組合がどのような役割を担っているのか…それは今後、働く中で見極めていきたいと思いますが、一つ大きなものに「賃金の保証&交渉」があります。

賃金は、組合と雇用者側で合意した「賃金スケール」によって決まります。たとえば看護師1-5、介護士1-5などで、どの段階に属するかは労働者の資格、経験、勤続年数などにより変わります。

この賃金を雇用者側と交渉し、決めるのが組合の大きな役割と言えます。

カナダでは「組合がある職場」は「賃金がある程度、保証されている=悪くない」というイメージが定着しているようです。

さらに病気や怪我でお休みをしたとしても、何か失敗をしたとしても(めったなことがない限り)解雇されないので安心感があるそうです。

SEIUは賃金交渉以外にも介護や福祉の職種別最低賃金を上げたり、労働環境を社会に訴えるような政治的な活動もしています。他組織と一緒にデモに参加したり、職場の支部ごとに話し合いを行ったり、集会もしているようです。

組合費は、賃金の1.8%。例えば賃金が月20万円の場合は、毎月約3600円。組合員向けの福利厚生サービスもあります。組合員やその家族向けの奨学金制度を設けていたり、保険やレンタカー、ホテルの割引などもあります。

またインターネットを使ったe-learning講座のコースも用意されています。ワードやエクセルの使い方から、パブリックスピーキング、危険物取り扱い、応急手当、ストレスマネージメントまで多岐に渡ります。好きな時に受講できるので、私も今度受けてみようかと思います。

なお、カナダは日本と比較すると有給の消化や労働関連の法令遵守が進んでいると思います。

例えばオンタリオ州では有給休暇は最低2週間で、1週間は連続して取らなければなりません。有給が残ってしまった場合、企業はその分労働者にお金を払わないといけないので、有給休暇はすべて消化するのが当然となっています。(有給休暇が付与されるのはフルタイムの人のみという職場が多いのは問題なのですが)
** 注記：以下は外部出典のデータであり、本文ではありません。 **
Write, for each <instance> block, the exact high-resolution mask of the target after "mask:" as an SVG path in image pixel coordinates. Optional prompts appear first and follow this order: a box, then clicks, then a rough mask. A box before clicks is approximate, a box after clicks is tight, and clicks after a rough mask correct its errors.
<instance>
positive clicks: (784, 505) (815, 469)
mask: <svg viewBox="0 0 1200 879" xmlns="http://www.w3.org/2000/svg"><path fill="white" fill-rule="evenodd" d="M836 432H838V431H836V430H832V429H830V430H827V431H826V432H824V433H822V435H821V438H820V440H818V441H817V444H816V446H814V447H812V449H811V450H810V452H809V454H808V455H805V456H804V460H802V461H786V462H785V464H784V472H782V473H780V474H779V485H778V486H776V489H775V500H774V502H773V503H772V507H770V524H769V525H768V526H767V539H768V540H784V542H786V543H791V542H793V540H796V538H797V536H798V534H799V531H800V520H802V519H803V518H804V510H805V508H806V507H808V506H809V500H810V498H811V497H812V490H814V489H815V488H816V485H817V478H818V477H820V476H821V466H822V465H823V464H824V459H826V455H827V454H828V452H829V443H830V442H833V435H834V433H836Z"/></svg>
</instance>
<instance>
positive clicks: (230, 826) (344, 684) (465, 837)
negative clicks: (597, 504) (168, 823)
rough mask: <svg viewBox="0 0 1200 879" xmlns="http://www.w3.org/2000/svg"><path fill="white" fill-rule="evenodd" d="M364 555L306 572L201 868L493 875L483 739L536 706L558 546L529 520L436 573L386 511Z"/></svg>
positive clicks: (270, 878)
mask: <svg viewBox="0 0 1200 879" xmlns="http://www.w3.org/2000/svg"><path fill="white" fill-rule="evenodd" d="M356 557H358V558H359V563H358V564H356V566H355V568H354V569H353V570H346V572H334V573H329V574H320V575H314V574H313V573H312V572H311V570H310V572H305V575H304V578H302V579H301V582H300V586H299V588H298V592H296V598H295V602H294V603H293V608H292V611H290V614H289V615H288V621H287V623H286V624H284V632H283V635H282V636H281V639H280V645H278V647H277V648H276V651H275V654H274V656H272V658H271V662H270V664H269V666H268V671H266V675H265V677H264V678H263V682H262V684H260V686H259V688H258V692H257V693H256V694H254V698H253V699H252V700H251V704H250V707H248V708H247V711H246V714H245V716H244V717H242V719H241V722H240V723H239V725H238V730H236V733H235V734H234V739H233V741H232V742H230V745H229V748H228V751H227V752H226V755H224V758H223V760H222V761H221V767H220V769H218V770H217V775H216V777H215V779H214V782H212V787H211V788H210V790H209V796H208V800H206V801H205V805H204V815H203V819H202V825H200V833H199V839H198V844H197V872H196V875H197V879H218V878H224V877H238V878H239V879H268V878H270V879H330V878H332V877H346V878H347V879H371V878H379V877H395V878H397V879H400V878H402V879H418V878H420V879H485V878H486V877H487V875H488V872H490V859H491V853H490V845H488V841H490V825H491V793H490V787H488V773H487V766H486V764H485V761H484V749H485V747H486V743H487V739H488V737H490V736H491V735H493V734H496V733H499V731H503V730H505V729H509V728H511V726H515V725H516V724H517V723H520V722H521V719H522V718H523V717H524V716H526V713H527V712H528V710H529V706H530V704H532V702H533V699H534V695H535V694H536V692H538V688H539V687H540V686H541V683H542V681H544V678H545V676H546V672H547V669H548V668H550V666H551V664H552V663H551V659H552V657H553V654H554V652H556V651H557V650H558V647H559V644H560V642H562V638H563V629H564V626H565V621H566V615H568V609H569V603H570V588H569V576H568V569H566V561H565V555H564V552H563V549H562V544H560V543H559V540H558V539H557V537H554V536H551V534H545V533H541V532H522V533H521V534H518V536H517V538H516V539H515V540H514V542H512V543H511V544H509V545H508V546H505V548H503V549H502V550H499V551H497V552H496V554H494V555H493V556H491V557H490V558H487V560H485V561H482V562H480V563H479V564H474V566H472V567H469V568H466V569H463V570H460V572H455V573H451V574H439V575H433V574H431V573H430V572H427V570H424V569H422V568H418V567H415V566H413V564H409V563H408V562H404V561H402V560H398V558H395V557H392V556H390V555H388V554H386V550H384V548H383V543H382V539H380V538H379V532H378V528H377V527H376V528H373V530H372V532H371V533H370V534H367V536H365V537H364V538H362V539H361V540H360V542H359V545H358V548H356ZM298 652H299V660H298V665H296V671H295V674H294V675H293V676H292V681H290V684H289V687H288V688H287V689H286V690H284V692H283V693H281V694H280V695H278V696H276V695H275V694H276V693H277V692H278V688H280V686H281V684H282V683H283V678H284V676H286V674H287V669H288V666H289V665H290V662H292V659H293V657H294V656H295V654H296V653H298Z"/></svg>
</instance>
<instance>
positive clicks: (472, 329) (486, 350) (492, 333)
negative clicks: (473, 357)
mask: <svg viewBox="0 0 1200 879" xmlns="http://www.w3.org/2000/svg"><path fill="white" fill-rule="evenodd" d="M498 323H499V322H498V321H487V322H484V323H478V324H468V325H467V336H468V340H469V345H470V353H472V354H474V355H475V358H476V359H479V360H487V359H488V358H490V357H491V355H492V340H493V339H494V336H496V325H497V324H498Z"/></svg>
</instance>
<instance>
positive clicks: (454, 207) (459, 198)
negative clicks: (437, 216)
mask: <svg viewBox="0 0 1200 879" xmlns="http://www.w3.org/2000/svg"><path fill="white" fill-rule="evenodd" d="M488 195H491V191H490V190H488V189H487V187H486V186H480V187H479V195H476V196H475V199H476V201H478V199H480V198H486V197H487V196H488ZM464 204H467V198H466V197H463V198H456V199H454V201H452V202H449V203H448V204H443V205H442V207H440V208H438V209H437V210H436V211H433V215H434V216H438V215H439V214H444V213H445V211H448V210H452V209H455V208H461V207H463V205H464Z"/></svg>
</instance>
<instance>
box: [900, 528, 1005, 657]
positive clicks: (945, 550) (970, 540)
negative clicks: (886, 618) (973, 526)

パートタイム職員などで有給休暇を付与しない場合は、最低賃金の4%をvacation payとして賃金に上乗せして支払わなければならないと決められています。

カナダの法令遵守の姿勢は、カナダが訴訟を起こしやすい社会であることも関係していると考えます。もし労働者側と企業側が裁判になった場合、法律を守っていない側が負けるのは明白なので、企業側に大きな損害が出る可能性があります。

それに加えて、組合の組織率が高いことも関連していると思います。何か問題があった場合には組合が話し合いを設けるだけでなく、ストライキも行っています。最近では、公立学校の教員、大学職員、郵便局、公共交通機関、ごみ収集の職員などのストライキがありました。

このように組合があることは労働者が守られているだけでなく、労働者が団結し声を上げやすい環境になっていると思います。

日本でも個人で加入できる組合などが広がってきていますね。日本とカナダ、今後の動きに注目したいと思います。